George W. Bush caring about the poor? That’s like saying Hamas has a once-in-a-lifetime opportunity to reach out to the Jewish community. It ain’t gonna happen, buddy.

George W. Bush isn’t going to do anything to stem the tide of poverty because he doesn’t understand poverty. He doesn’t know what it’s like to have to decide which bill to pay this month. He’s never had to memorize a bus schedule. He’s never had to live on ramen noodles and whatever food he can get for free at his shitty restaurant job. If he really knew what it was like to be poor, he’d understand that a few hundred bucks isn’t going to be enough to undo the damage of a dead-end job and crushing debt.

Tonight Bush gave a speech which many observers were saying would make or break his presidency. It was the standard laundry list of things he’d be throwing money at mixed with rhetoric that would sound impressive coming out of the mouth of someone who understood what it meant, but here’s how the President squandered his opportunity to actually do something to help the poor :

Within the Gulf region are some of the most beautiful and historic places in America. As all of us saw on television, there is also some deep, persistent poverty in this region as well.

That poverty has roots in a history of racial discrimination, which cut off generations from the opportunity of America. We have a duty to confront this poverty with bold action.

So let us restore all that we have cherished from yesterday, and let us rise above the legacy of inequality.

When the streets are rebuilt, there should be many new businesses, including minority-owned businesses, along those streets.

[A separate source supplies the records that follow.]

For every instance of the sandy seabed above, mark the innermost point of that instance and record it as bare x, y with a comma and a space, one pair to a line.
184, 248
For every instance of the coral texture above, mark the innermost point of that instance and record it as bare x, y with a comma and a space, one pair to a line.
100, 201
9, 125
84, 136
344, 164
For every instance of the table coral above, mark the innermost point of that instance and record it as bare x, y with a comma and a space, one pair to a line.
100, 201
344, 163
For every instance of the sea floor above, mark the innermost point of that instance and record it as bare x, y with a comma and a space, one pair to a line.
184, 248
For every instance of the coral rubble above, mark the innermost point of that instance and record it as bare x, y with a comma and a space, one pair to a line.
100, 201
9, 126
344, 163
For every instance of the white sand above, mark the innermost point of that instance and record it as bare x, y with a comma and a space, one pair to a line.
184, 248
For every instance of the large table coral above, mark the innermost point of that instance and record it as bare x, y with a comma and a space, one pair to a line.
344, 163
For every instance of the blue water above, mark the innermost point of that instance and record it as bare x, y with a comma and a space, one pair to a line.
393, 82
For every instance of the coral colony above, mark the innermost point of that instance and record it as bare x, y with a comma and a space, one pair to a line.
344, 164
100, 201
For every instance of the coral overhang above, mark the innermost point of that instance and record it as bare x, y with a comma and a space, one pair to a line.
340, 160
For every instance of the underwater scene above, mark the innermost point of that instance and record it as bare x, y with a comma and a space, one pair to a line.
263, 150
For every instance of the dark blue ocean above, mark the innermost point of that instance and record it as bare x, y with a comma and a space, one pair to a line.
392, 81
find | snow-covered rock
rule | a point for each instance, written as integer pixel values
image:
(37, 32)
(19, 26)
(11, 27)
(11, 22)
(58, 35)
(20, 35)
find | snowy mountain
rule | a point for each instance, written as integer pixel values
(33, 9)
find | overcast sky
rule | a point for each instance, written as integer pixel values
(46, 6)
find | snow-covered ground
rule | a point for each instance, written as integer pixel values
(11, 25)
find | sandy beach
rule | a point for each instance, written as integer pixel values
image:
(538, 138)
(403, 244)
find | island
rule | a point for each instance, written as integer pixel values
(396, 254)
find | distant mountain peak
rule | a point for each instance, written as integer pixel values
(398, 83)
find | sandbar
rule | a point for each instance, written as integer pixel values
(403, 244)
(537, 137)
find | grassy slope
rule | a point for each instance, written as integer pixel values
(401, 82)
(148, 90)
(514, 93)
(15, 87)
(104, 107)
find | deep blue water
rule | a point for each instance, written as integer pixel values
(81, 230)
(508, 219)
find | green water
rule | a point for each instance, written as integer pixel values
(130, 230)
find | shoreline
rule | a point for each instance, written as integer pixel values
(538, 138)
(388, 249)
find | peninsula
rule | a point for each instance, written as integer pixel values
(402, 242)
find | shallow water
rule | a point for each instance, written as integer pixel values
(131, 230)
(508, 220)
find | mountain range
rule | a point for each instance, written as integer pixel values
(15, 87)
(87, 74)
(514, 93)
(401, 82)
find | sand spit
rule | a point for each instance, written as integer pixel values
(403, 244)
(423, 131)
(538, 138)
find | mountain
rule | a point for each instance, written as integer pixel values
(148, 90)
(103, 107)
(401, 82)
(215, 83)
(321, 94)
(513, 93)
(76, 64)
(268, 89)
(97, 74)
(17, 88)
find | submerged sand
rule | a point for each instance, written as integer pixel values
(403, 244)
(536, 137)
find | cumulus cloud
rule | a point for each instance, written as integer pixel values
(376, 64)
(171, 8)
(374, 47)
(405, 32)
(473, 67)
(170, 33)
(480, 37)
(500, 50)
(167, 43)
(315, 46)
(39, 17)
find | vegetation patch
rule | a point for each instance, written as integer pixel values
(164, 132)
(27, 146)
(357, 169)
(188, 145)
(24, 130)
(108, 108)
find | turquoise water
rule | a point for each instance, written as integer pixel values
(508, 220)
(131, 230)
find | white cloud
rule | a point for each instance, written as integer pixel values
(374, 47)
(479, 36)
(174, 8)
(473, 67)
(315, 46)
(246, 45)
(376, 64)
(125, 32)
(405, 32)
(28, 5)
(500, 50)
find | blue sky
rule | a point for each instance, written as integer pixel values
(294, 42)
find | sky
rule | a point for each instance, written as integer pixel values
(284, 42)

When the houses are rebuilt, more families should own, not rent, those houses.
. . .
It is entrepreneurship that creates jobs and opportunity. It is entrepreneurship that helps break the cycle of poverty. And we will take the side of entrepreneurs as they lead the economic revival of the Gulf region.

Yeah, it’s just a bunch of recycled “ownership society” garbage from last year, polished up a bit so it doesn’t smell as much like shit.

I agree with the President’s stated goals, but let’s get real here. Poverty has gone up over the last four years, yet the President’s only plan to deal with a problem he’s been forced to address is to do the same thing he’s been trying to do all along? The problem here isn’t that there aren’t enough government incentives to help minority-owned small businesses, it’s that tens of thousands of people are living in makeshift homeless shelters. They don’t need chatter about home ownership, they need to know where the hell they’re going to get food, clean water, and a bed to sleep on. Telling a poor family with minimum wage earners that they should run their own business and own their own house sounds great on paper, but these patronizing ideas are about as constructive as telling someone with a broken leg that they should try to run a marathon.